Hey Broken-
I'm so sorry you find yourself here. What you're dealing with sucks. No doubt.
You've gotten a lot of advice about what you should do.
The first time I posted my story here on SI in the JFO forum, I got a lot of advice and read a lot of things I wasn't ready to read. It was like stepping on a rake and getting thwacked in between the eyes. I remember thinking, "no! you don't understand!- my situation is not like that!"
I wanted so badly to fight for my marriage. I didn't want to lose her. I am older than she is. And she is gorgeous. I thought when I married her, that I had the best luck in the world. Because I'm not young, rich, or pretty, and she chose me! What a lucky man.
So when I found out about her first affair, I was devastated. And afraid that I would lose her. I "needed" her. Who else would want me? And I had invested so much into our relationship.

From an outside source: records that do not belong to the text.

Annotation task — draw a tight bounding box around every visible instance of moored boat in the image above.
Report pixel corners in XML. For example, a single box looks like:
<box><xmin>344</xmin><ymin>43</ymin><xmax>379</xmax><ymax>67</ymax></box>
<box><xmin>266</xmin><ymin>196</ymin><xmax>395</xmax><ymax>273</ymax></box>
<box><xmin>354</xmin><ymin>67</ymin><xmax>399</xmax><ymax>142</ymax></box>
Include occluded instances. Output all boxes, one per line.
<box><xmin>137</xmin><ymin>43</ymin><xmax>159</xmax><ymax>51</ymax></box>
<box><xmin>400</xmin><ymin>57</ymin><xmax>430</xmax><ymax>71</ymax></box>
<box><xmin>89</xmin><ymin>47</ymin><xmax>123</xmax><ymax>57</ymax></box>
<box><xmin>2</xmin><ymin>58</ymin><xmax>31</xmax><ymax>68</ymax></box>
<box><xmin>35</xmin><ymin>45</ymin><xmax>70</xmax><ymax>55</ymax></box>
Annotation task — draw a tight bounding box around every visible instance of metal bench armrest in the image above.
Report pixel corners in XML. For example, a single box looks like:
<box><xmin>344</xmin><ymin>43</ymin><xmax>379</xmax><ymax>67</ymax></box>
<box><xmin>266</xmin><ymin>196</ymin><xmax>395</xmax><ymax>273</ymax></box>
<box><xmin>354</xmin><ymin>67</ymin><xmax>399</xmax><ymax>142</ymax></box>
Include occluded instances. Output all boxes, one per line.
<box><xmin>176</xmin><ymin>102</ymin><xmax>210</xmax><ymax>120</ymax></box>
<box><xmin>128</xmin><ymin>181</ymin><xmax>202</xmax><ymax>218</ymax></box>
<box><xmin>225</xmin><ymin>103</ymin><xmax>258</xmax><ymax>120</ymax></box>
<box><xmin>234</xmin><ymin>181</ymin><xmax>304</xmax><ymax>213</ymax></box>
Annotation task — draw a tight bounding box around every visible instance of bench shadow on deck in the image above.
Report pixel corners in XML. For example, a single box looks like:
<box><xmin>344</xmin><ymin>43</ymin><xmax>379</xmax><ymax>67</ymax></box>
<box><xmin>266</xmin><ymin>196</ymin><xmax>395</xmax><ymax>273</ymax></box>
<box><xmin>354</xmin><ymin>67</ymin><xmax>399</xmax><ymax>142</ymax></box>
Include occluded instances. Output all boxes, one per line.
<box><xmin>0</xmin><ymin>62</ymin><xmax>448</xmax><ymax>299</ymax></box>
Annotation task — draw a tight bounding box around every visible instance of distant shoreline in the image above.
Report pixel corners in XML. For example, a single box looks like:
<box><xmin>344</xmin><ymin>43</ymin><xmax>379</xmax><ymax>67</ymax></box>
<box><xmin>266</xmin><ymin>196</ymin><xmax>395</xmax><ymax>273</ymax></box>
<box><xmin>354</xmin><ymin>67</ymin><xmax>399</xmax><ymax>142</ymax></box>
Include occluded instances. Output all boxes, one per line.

I liked having someone to share my jokes with, and someone to come home to that cared about how my days was, and someone I could love and support in return. But she decided to give her best self to another man. She cut me off sexually about a year before I found out about him.
I thought we were working on it. Then I found out about guy number 2. And I was STILL willing to try to make it work. She moved out shortly thereafter. And then she went to Vegas with #2 for four days. Then finally, about two months after that, she finally said she didn't want to work on our marriage and wanted to get divorced. By that time, I was pretty much ready. The thing I finally figured out was that she never wanted to work on our marriage. Our divorce was final in September. About nine months after Dday.
Blah blah blah. I guess all that is to say that I understand wanting to make it work. Both because I really did love my wife. And I didn't want to be alone. And I understand the feeling of, "They don't understand! They don't know our dynamics!"
And I'm not here to tell you what you should do or shouldn't do. You've got to play this out the best way you can for your integrity and sense of wellbeing. But I would like to ask you, if it were your best friend, or your brother, or you cousin, and they told you:
1- She's been cheating since the honeymoon.
2- She's been talking shit since the honeymoon.
3- She's been giving herself sexually to someone else while not ever giving herself to her husband.
4- She doesn't seem to be all that close.
And then-
5- You are supporting her financially
6- You've only been married two years and you're already in this situation.
What would it look like to you?
These are really hard things. And they cut your guts and fry your brains and you can't sleep and you lose weight and you wonder what color the sky really is. I know.
Someone early on said that your M can only be saved if both of you want it. Does she want it?
Actions speak louder than words. What do her actions say?
Take care of yourself. If you can, don't worry about her for one day. Just take care of yourself. Be completely selfish for one day. Get what you need. Look at what gives you life and do those things. I'll tell you what, exercise saved me. I live near a lake and I walked around that lake so many times. 3:00am in a blizzard. I didn't care. Getting those endorphins moving around your body really really helps.
And know that we are here with you. If you're anything like me, (and I think you are)- you are really freaked out by the things you are reading on here. I will tell you that you don't have to seek a divorce. But you might want to start trying to make that idea so scary. I'm guessing you're young in your 20's because you said you've been married for two years and you met in college. You have a lot of life left.
Oh and last- maybe someone already said this- but what do YOU want an ideal marriage to look like? What's ok in a marriage and what isn't? You get to have a say in this. You deserve it.
Good luck. We're here. We'll support you.